The conflict between Snowball and Napoleon is ideologically-based, and almost impossible to resolve through mediation or other typical means. Snowball, an idealist, truly believes that with the participation of all animals a Utopia can result; Napoleon sees the inherent problems with Old Major's philosophy and decides to take advantage of the system for his own power.
Snowball also busied himself with organising the other animals into what he called Animal Committees.
Napoleon took no interest in Snowball's committees. He said that the education of the young was more important than anything that could be done for those who were already grown up.
(Orwell, Animal Farm, msxnet.org)
Napoleon never intended to play by the same rules, and so Snowball's naivety becomes his downfall. The culmination of their relationship comes when Napoleon tries to have Snowball killed by his trained dogs; this abuse of power is endemic to their essential differences. Without some higher power that is able to keep Napoleon in check, there are few other ways that the conflict could have been resolved.

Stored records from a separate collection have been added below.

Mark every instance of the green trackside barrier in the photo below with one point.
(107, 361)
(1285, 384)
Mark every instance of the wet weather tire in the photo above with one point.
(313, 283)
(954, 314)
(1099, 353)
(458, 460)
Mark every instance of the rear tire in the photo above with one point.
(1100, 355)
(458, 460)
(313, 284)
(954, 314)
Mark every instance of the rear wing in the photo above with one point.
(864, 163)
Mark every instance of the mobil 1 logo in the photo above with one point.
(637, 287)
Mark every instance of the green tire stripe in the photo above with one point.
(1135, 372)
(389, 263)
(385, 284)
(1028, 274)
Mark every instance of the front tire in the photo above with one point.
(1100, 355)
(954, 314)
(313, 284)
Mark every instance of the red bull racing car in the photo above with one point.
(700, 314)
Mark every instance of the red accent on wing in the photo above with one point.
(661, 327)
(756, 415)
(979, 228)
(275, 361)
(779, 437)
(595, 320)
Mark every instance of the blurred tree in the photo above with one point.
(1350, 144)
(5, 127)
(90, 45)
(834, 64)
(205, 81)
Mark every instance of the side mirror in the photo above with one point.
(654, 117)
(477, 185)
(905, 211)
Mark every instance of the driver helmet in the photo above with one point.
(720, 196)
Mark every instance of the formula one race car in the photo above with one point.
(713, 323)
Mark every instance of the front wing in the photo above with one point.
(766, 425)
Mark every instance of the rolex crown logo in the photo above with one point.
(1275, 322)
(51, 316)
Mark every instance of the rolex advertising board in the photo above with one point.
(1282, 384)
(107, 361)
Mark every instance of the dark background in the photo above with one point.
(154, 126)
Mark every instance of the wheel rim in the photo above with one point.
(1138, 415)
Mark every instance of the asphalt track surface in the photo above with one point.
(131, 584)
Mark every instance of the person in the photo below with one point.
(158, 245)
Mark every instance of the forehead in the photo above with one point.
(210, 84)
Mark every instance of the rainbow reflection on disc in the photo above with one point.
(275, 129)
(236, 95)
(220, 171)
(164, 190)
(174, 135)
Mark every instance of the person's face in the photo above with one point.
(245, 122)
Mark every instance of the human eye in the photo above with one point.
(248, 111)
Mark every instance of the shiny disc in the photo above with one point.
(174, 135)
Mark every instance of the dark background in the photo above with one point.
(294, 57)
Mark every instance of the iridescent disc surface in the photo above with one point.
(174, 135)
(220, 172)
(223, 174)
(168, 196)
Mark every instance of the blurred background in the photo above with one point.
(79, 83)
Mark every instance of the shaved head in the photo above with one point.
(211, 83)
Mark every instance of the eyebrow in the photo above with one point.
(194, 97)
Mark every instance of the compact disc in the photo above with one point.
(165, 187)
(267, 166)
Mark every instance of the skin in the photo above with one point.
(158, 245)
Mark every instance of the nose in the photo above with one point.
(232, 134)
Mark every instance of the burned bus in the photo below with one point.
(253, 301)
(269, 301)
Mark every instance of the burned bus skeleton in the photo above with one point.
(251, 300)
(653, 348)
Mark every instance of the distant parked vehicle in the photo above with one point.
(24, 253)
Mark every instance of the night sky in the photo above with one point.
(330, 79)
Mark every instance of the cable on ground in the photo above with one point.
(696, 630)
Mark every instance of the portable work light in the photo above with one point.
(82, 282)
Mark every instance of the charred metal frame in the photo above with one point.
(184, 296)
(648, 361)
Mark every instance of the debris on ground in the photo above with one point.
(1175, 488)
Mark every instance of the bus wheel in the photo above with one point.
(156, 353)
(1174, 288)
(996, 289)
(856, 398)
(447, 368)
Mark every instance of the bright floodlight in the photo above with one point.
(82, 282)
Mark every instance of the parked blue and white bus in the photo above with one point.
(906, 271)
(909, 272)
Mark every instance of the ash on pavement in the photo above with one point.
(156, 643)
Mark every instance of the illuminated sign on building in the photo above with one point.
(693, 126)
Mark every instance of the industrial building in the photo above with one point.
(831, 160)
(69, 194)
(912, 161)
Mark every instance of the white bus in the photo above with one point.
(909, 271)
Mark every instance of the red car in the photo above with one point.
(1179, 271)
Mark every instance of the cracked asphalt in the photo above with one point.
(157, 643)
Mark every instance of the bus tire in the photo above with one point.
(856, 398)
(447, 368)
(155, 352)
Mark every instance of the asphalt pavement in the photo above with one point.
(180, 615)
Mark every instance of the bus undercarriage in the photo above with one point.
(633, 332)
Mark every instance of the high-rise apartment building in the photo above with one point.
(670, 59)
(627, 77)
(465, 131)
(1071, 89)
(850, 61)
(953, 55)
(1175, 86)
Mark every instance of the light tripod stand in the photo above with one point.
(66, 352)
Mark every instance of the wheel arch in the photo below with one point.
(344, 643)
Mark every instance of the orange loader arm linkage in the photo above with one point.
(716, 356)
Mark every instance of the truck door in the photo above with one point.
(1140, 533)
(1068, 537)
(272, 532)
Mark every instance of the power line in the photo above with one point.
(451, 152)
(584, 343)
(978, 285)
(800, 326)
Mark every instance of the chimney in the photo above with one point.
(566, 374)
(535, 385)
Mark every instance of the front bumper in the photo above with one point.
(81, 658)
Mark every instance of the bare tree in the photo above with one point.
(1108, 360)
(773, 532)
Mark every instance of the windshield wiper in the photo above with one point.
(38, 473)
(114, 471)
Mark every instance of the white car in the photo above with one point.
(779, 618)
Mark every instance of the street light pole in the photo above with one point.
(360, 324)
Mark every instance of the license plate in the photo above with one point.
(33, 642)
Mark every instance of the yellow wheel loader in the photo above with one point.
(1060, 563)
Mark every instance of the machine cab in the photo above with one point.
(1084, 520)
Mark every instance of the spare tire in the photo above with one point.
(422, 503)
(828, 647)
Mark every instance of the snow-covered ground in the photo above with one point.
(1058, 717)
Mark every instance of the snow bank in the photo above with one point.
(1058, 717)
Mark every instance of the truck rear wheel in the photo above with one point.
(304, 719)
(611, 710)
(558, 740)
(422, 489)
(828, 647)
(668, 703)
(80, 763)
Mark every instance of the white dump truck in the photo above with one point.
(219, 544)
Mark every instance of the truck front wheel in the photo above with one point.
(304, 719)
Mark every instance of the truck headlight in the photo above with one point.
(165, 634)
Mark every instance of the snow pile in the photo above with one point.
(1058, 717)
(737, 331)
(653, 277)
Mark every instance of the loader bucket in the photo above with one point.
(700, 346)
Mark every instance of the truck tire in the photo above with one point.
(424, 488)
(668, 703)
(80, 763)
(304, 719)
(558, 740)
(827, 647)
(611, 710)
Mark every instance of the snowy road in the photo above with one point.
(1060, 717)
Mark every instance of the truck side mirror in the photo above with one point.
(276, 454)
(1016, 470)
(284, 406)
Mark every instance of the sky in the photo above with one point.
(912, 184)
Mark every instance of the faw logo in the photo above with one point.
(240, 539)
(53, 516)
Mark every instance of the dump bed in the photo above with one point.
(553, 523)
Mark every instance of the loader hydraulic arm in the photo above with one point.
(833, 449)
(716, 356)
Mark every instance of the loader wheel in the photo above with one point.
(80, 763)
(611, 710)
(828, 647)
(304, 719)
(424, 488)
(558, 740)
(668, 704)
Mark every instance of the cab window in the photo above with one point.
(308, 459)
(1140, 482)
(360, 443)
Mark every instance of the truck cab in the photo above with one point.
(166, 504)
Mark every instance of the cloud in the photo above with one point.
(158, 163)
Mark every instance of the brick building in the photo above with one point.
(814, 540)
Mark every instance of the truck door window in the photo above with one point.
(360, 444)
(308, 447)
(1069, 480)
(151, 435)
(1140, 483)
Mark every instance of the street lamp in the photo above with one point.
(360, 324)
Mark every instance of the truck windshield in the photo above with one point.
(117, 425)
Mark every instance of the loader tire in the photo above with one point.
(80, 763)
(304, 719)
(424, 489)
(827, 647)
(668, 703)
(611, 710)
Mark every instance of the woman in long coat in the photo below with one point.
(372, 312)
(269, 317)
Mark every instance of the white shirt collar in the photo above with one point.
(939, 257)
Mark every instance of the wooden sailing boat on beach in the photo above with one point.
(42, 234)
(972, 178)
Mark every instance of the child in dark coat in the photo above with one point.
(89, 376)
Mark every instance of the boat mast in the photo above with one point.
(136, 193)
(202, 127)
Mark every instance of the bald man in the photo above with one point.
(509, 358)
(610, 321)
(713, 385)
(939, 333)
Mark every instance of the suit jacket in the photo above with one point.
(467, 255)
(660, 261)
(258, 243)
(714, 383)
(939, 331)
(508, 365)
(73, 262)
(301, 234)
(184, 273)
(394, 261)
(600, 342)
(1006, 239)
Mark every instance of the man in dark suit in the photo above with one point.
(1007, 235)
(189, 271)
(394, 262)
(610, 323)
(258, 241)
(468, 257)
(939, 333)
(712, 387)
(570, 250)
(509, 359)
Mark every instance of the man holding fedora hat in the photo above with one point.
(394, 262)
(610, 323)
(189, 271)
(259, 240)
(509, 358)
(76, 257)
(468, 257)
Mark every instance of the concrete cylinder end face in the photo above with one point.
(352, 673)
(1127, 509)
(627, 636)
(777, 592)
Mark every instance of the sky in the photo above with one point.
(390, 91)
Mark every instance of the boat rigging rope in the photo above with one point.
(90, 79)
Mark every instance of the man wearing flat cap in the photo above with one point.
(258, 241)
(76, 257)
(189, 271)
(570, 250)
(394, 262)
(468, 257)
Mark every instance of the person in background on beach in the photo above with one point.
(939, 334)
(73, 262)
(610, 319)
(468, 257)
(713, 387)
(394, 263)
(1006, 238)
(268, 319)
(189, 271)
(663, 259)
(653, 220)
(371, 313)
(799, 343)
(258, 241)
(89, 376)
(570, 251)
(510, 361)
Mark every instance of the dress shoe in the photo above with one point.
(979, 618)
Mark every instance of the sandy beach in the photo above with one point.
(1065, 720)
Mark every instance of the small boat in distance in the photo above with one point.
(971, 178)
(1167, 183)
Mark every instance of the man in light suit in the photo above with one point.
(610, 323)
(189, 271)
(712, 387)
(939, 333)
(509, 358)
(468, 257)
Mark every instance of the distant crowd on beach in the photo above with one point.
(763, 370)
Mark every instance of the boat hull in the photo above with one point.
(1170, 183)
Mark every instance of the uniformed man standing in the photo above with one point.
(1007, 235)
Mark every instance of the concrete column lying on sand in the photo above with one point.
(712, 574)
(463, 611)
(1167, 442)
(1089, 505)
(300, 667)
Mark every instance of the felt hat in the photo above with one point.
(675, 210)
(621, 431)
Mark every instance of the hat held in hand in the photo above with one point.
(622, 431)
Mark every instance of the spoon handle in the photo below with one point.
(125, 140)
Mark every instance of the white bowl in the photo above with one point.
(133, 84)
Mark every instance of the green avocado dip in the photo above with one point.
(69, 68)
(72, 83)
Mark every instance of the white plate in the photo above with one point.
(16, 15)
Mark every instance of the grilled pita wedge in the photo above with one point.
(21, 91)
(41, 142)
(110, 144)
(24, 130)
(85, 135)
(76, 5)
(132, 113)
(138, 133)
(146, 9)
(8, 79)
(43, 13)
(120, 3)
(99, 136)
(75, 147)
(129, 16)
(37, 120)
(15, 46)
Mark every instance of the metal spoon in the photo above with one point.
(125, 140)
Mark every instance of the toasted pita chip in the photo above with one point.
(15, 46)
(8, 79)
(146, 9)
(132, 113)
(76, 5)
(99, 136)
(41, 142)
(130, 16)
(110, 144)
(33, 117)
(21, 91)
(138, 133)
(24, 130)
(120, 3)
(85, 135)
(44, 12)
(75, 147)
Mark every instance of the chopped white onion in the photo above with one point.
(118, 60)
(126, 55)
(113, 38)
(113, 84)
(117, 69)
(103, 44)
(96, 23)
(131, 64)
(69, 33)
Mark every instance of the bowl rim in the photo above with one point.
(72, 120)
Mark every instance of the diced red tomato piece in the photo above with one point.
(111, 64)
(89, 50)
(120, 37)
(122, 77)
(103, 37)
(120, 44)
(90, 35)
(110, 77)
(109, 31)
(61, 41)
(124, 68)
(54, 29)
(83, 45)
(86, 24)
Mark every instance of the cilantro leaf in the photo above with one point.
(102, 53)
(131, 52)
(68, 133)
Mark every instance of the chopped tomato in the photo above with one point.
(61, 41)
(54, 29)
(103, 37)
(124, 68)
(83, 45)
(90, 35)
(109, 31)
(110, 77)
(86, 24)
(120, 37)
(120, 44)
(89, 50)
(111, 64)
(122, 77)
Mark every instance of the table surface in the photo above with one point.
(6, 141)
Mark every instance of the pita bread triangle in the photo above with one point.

One other possibility would be for someone -- possibly an uninvolved third-party -- to educate Snowball and make him more cynical about Napoleon's intentions. Up until the last, Snowball assumes that they are moving towards the same goals; he never considers that Napoleon will betray him. By giving Snowball a dose of healthy suspicion, it is possible that he could have developed his own strong following to deflect the dogs, at which point the conflict would change from private to public, between two equally-armed powers.